In the 1880s this was a remote and isolated place, and Kate and her family must have been lonely sometimes, though they had a horse and buggy for visiting. Their friends at the Navy Yard looked out for them: at Christmastime in 1881 some officers put up poles and ran a telephone line out to the lighthouse. The family had regular help, too: a Chinese-American cook provided most of the meals, and an Irishman named Bonny helped with the heavy maintenance and took care of the horses and two cows, Chummy and Buttercup. Daughter Caroline had a mastiff dog named Makado for company.

For the most part, Kate educated the children herself, including preparing her son to enter the Naval Academy. (Later he joined the Marines, eventually rising to the rank of brigadier general.) Kate’s daughters were older than Elizabeth, who remembered spying on one of them “sparking” with her fiance in the lighthouse. All three girls were married in the lighthouse, and all three married military men. The eldest, also named Kate, returned to the lighthouse with her own daughter in 1898 when her husband left to serve in the Spanish-American War, and stayed until 1916, with her husband joining them between his many assignments. After the elder Kate retired, she went to live with Caroline, who was by then married to the medical officer at Mare Island Naval Shipyard, until her death in 1932, at the age of 90.

As we head back down the hill, Bob is waiting for us by the road with a surprise. He pulls two maps from his truck: one, dated 1911, has the lighthouse clearly marked, while one from 1930 shows buildings at the same site but does not name them. Len and Myrna are both excited; the maps are further proof that the lighthouse was located at the site pinpointed by the consultant. They’re also surprised that they have never seen these maps before, since they have been looking high and low for every bit of evidence they can find. “Nobody asked me,” Bob shrugs. They had been in old public works vaults all the while.

Our last stop is the old Navy cemetery to visit the graves of Kate and Charles McDougal and their daughter Kate and her husband. Len says that when he was here years ago, the cemetery was so overgrown with weeds that he stopped at the police station to complain. When he told the officers he’d just been looking for a gravesite, one of them exclaimed, “That place is loaded with rattlesnakes!” Today it looks (mostly) tidy, shaded by towering eucalyptus, with here and there a palm tree. Flowers have been placed by some of the grave markers. We spend a moment at a lovely monument to the sailors from the USS Boston who died in 1892 in an explosion near the ammunition depot while preparing shells for the ship.
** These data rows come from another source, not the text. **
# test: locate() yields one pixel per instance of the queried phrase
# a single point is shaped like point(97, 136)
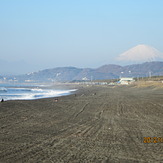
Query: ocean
point(30, 92)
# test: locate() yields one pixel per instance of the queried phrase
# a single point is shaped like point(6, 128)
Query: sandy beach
point(97, 124)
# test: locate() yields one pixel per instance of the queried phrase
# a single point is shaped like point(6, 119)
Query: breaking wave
point(31, 93)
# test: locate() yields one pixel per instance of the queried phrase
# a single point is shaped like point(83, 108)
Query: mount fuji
point(141, 53)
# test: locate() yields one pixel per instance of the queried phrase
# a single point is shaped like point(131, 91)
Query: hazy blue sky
point(81, 33)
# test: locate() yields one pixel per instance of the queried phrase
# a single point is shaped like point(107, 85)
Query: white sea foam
point(31, 93)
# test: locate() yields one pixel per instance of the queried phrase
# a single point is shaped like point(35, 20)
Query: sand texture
point(98, 124)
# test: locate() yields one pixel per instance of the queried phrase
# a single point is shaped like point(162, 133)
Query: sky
point(41, 34)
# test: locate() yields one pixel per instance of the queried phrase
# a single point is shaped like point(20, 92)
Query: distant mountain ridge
point(110, 71)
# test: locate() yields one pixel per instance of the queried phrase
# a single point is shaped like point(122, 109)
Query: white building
point(126, 81)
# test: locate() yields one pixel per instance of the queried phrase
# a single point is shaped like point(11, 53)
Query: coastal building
point(126, 81)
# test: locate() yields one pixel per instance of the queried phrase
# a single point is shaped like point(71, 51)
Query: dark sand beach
point(98, 124)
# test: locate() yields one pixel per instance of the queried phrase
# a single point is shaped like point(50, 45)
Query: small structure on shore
point(2, 100)
point(126, 81)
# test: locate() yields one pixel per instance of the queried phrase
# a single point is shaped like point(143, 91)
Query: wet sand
point(98, 124)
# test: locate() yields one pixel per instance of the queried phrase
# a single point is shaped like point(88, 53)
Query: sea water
point(25, 92)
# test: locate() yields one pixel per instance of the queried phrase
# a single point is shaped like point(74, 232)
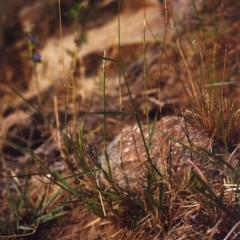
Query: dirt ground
point(165, 69)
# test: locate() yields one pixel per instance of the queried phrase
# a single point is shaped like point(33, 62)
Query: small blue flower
point(36, 57)
point(32, 38)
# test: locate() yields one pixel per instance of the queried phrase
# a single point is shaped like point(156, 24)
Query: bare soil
point(165, 71)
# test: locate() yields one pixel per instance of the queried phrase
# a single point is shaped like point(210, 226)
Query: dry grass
point(201, 203)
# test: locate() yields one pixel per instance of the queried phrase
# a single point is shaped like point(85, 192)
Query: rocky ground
point(22, 110)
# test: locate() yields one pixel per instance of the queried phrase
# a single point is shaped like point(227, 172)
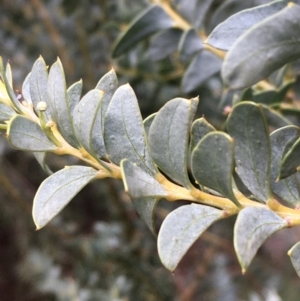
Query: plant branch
point(176, 193)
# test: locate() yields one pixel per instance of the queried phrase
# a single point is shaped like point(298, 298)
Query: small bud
point(50, 124)
point(42, 106)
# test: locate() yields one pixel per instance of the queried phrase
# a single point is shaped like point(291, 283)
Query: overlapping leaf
point(252, 227)
point(281, 140)
point(38, 85)
point(150, 21)
point(246, 124)
point(168, 138)
point(41, 158)
point(6, 112)
point(189, 44)
point(144, 191)
point(294, 254)
point(194, 10)
point(213, 163)
point(124, 133)
point(59, 103)
point(58, 190)
point(203, 66)
point(227, 32)
point(147, 123)
point(108, 84)
point(290, 161)
point(181, 228)
point(26, 89)
point(263, 49)
point(25, 134)
point(199, 129)
point(74, 94)
point(84, 118)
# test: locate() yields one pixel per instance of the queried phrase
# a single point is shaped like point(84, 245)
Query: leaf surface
point(247, 126)
point(164, 44)
point(26, 89)
point(143, 190)
point(294, 254)
point(6, 112)
point(124, 133)
point(287, 189)
point(252, 227)
point(59, 103)
point(58, 190)
point(39, 85)
point(168, 138)
point(74, 94)
point(25, 134)
point(84, 117)
point(108, 84)
point(181, 228)
point(41, 158)
point(290, 161)
point(12, 96)
point(264, 48)
point(189, 44)
point(227, 32)
point(213, 163)
point(203, 66)
point(199, 129)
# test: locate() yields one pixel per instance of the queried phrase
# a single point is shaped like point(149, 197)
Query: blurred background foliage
point(98, 248)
Kate’s daughter Betsy, who was nearby with the horse and buggy, helped ferry the wounded to the hospital and was later commended by the Secretary of the Navy for her bravery.

Len retired from the Navy in 1972 and began seriously researching his family history in 1974, after his grandmother died. “I never got around to sitting her down and grilling her, which I regret,” he says. He began collecting snippets of information from notes she had written--including those on photos and in the margins of books--then progressed to searching through military and other historical records, even visiting the National Archives in Washington, D.C. A few years ago, Su, a project manager at the Coastal Conservancy, gave him family tree-maker software for Christmas, which gave his efforts a real boost. Two books, Women Who Kept the Lights, by Mary Louise Clifford and J. Candace Clifford, and Guardians of the Golden Gate, by Ralph Shanks and Lisa Woo Shanks, have also helped him find information about Kate and her family.

As we’re leaving, I ask him when he first began to take an interest in his grandmother’s old stories. “Way too late,” he says, shaking his head. “She used to go on and on and on. . . . You don’t pay any attention to what grandmother’s trying to tell you.”